1 juni 2015

Wat hebben chloorkippen, investeringsbescherming, baggeren en jenever met elkaar gemeen? Niet veel op het eerste gezicht, maar het juiste antwoord is TTIP. Oftewel Transatlantic Trade and Investment Partnership, het nog te tekenen vrijhandelsverdrag tussen de EU en de Verenigde Staten. Nu zal de gemiddelde distillateur daar ook zijn schouders bij ophalen, maar er is toch een groot belang voor de Europese en ook de Nederlandse gedistilleerdsector bij dit onderwerp.
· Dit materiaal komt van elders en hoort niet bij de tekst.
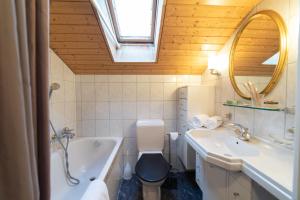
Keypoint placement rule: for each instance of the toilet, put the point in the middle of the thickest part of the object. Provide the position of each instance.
(151, 168)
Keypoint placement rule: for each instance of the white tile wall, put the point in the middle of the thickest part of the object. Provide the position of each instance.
(264, 123)
(63, 100)
(109, 105)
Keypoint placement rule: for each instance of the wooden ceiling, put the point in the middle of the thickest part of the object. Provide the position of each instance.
(192, 29)
(259, 41)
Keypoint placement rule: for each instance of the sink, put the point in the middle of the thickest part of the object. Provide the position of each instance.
(267, 164)
(239, 147)
(225, 144)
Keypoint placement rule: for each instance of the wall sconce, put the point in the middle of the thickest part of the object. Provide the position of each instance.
(213, 63)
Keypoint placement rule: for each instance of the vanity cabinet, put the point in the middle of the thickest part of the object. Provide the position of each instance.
(217, 183)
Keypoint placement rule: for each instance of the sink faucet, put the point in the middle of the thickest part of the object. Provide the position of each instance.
(242, 131)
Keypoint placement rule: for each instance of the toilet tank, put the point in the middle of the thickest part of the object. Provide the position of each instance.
(150, 135)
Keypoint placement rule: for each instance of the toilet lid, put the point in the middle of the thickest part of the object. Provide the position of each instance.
(152, 168)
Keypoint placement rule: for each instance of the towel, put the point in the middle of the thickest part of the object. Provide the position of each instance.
(198, 121)
(97, 190)
(213, 122)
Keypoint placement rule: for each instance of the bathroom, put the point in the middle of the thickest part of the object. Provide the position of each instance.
(149, 99)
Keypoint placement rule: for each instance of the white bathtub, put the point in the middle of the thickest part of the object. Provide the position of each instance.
(88, 157)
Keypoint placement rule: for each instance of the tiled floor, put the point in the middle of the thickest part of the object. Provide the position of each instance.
(178, 186)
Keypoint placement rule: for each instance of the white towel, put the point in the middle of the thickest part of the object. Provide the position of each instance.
(213, 122)
(198, 121)
(97, 190)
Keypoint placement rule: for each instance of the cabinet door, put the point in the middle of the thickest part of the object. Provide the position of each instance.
(199, 171)
(239, 186)
(215, 184)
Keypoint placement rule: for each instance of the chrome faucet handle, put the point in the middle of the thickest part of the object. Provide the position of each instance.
(242, 131)
(67, 132)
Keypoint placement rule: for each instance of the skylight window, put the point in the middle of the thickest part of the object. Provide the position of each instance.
(133, 20)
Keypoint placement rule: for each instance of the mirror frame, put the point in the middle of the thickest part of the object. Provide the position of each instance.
(282, 49)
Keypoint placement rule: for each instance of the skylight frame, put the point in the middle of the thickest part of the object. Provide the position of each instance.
(133, 40)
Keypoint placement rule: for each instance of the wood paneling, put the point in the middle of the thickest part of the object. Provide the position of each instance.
(192, 30)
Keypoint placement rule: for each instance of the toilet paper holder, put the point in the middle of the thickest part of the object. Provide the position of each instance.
(174, 139)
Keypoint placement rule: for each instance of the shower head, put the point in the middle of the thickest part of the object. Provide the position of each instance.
(53, 86)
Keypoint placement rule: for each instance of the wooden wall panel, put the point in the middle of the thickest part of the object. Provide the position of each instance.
(193, 29)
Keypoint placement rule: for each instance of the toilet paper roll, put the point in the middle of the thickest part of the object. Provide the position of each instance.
(174, 135)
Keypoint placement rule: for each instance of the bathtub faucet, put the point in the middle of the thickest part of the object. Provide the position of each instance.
(66, 133)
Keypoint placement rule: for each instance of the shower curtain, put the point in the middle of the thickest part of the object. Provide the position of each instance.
(24, 139)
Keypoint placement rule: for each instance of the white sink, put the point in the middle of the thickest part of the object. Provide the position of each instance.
(269, 165)
(240, 148)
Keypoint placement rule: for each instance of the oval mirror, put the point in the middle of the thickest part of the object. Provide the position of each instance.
(258, 53)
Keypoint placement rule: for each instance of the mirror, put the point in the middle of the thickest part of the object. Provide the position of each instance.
(258, 53)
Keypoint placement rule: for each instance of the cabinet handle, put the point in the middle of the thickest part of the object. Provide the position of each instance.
(236, 194)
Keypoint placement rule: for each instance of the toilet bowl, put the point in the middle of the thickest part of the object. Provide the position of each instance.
(152, 169)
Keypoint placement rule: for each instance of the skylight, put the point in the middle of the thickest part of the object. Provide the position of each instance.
(133, 20)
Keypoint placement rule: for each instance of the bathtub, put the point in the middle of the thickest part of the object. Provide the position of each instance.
(89, 158)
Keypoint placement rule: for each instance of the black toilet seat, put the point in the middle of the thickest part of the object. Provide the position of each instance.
(152, 168)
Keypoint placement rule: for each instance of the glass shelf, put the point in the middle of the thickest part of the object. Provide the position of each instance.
(273, 108)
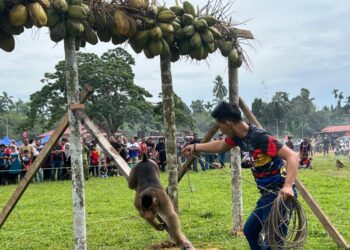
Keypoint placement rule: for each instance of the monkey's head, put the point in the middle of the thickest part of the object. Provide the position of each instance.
(149, 205)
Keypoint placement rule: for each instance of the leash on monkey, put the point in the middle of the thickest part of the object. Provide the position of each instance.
(286, 225)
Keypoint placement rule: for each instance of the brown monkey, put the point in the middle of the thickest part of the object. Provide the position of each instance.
(152, 200)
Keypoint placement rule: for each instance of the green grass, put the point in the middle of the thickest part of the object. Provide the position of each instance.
(43, 218)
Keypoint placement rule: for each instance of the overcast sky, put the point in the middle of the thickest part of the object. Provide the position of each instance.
(298, 44)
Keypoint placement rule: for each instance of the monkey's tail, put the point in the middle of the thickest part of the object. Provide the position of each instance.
(147, 198)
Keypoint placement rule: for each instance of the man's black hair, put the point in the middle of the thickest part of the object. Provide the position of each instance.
(227, 112)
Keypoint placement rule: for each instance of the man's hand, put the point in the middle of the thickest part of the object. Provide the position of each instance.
(287, 192)
(188, 150)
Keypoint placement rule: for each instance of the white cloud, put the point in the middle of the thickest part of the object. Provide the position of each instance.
(299, 44)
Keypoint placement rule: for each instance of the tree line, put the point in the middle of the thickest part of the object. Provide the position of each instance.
(118, 103)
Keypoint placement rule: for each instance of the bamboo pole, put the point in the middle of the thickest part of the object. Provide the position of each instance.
(170, 129)
(236, 182)
(75, 145)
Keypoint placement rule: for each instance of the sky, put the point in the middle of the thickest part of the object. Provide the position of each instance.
(299, 44)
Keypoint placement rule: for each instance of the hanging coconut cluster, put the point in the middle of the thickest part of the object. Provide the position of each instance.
(228, 49)
(15, 15)
(72, 18)
(154, 30)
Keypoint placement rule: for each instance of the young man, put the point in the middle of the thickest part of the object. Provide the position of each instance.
(134, 149)
(268, 168)
(289, 143)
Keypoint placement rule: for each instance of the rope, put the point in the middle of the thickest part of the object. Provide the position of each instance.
(286, 226)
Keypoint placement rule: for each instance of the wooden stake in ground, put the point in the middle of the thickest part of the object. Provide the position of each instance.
(75, 145)
(169, 128)
(236, 182)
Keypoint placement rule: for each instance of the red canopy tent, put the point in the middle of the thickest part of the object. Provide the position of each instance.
(337, 129)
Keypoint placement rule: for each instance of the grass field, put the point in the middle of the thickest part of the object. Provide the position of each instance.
(43, 218)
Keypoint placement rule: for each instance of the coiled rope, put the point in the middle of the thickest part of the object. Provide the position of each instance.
(286, 226)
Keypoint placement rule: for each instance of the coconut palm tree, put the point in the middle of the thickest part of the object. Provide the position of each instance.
(169, 128)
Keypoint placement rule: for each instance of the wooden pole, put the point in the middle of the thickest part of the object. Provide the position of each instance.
(78, 193)
(210, 134)
(316, 209)
(105, 145)
(170, 129)
(39, 161)
(236, 182)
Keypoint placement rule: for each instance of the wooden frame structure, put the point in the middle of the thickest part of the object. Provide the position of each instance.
(311, 202)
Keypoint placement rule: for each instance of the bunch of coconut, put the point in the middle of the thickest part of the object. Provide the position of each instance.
(234, 54)
(197, 34)
(157, 38)
(118, 25)
(17, 15)
(72, 18)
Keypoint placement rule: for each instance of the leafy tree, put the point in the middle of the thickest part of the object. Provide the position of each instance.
(208, 106)
(219, 90)
(198, 106)
(6, 102)
(116, 100)
(183, 115)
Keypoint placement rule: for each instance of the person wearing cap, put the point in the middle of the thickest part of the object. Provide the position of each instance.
(222, 155)
(289, 143)
(272, 176)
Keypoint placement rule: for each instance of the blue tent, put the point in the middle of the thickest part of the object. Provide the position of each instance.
(45, 138)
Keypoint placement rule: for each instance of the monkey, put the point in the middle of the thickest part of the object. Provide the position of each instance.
(152, 200)
(339, 164)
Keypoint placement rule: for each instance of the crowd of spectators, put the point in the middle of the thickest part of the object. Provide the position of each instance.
(16, 160)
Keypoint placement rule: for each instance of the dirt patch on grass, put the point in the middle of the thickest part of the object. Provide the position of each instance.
(168, 245)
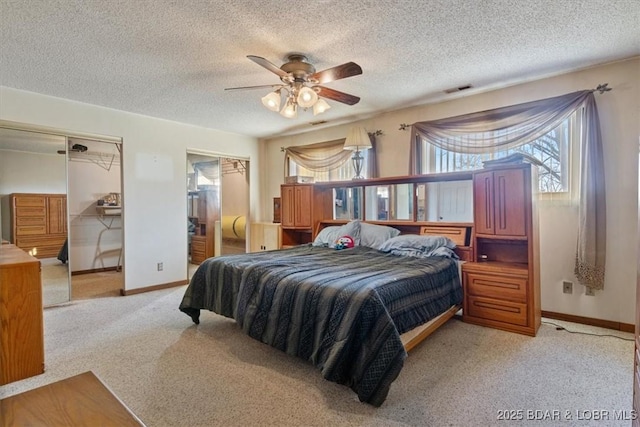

In Brussel wordt veel gesproken over vrijhandel en vaak speelt de gedistilleerdsector daarbij een belangrijke rol. Europese gedistilleerde dranken zoals Schotse whisky en cognac zijn wereldberoemd. Dat komt ook omdat deze dranken, maar ook vele andere gedistilleerde dranken zoals wodka, likeuren, brandy, maar ook jenever in veel landen buiten Europa worden verkocht. In landen waar de economie sterk groeit, gaan meer en meer mensen ook westerse consumptiepatronen overnemen. Chinezen gaan meer vlees eten, zuivelproducten consumeren en dus ook (voor hun) exotische dranken uit Europa drinken. Hetzelfde geldt ook voor andere landen in Zuidoost-Azië of in Brazilië. In totaal bedraagt de waarde van gedistilleerdexport naar zogenaamde derde landen zo’n €10 miljard in 2013. Een zeer sterke groei sinds 2003, toen de exportwaarde nog maar zo’n €5,6 miljard bedroeg. De Verenigde Staten van Amerika zijn daarin de grootste niet-Europese afzetmarkt met een geschatte afzet van €3,3 miljard.

spiritsEUROPE is zeer actief bij het op de voet volgen van alle gesprekken en onderhandelingen die spelen met betrekking tot vrijhandelsverdragen, zoals met India, Vietnam, Canada en dus ook bij TTIP. Veel landen ‘beschermen’ hun grenzen voor buitenlandse producten door het opleggen van importtarieven. Dat is dus altijd de belangrijkste barrière om te slechten, maar er zijn meer middelen om buitenlandse producten het leven zuur te maken: extra belastingen of het niet erkennen van verkoopbenamingen, tekortschietende bescherming van merkenrechten, aanvullende etiketteringseisen, herkomst- & kwaliteitscertificaten en andere bureaucratische trucs om de eigen industrie een voordeel te bieden.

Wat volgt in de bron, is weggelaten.